If you are like me, when you get ready to buy something you ask how much it costs. We throw the term cost around loosely. What we are really asking is how much something costs. As you buy more complex products or services, often the price you are paying does not reflect the true cost. The same is true with Linux hosting and server management services.
Price vs. Cost
Prices are easy to understand. If you buy a new car, the price is what you pay the dealer to drive it off the lot. Sure you may have to haggle with the car dealer (unless you buy via fax like I did), but you reach an agreed price, pay up, and the new car is yours. Unfortunately, the cost of that new car is far greater than the price you paid. Fuel, cleaning, repairs, insurance and upkeep all add to your cost. If you have a long commute, that cheap gas guzzler may turn out to be more costly than the higher priced hybrid.
Just like buying a car, if you buy cheap, poorly supported hosting services, you may find your provider burns more of your time than a higher priced, better supported alternative.
When you are pricing Linux server management hosting or support services, there can be many hidden costs. The price you pay may just be a small part of your overall cost. For example, what are your costs caused by?
- Slow response times during outages.
- Project delays due to deployment problems.
- Extra servers required due to poor optimization.
- Data loss due to lack of disaster recovery planning.
- Extra time required to sort out recurring service problems.
These issues are not reflected in the price tag. So while the price may be cheap, the cost may be significant.
About a year ago, we moved a client from a budget dedicated server provider to our managed hosting solution. The price tag for the management, backup and new server at SoftLayer was about three times the price of the previous provider. However, the costs were significantly less.
After moving the client to our services, he noticed an immediate bump in traffic. Since the site is a powered by advertising, every page view you can squeeze out is added revenue. With some additional tuning, traffic was up almost 50% within a week with revenue growth to match.
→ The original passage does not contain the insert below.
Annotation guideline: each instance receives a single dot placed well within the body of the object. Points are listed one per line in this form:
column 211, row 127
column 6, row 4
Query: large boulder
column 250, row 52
User complaints subsided, further powering the growth of the site.
What was the issue? The prior provider had throttled the site to 100Mbit. They did not offer 1000Mbit networking. So, for a few hours each day, the site was being limited by the low price hosting solution. This was costing significantly in terms of revenue.
I never like to make financial decisions for people. So, at rackAID, I require that we focus on business and technical goals. Once we lay out these goals, we then recommend a solution to meet those needs. By being goal focused, you don’t get sucked in by low priced, special offers that may turn out to be very costly to your business.
What items do you consider as costs associated with dealing with a server management service or hosting provider? Have you ever calculated how much time you spend dealing with recurring service issues? I would like to know what strategies you use to set your web hosting budget.